We can have stuff like spontaneous payments, which we just figured out lately, that we don’t actually need to put in the onion, so yay!
And we can have stuff like rendezvous routing. So rendezvous routing, basically, is that the recipient tells us a part of the onion, and the sender basically prepends its own path to whoever the rendezvous or the meeting point in the middle was. I can say, “I’m the recipient, I want you to communicate through Richard,” and “James, I will give you an onion that relieves from Richard to me.” And you will not be able to see that I am the final destination; all you will see that you’re supposed to communicate through Richard, and so you will take that second half of the onion and prepend your path to Richard, and then we can communicate in this way without either of us knowing who the endpoints are. Well, we need out-of-band communication for that.

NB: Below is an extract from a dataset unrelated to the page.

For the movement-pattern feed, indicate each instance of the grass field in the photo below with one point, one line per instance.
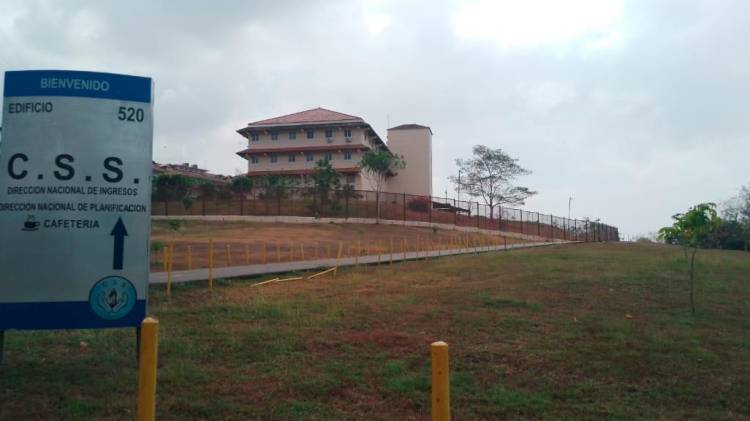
(570, 331)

And the reason why we need that, why we need bigger hop payloads for that, is because of the ephemeral key. We have no way of generating an ephemeral key such that they meet up perfectly at Richard, so what we need to do is have an ephemeral key inside of the onion and then basically, when Richard gets your onion, he will be instructed to switch out the ephemeral key with the one that was transported in the onion itself, and then this all works. But otherwise it’s kind of hard. I mean, it’s actually cryptographically proven that you can’t really meet up in the middle, otherwise you’d have broken some cryptographic assumption.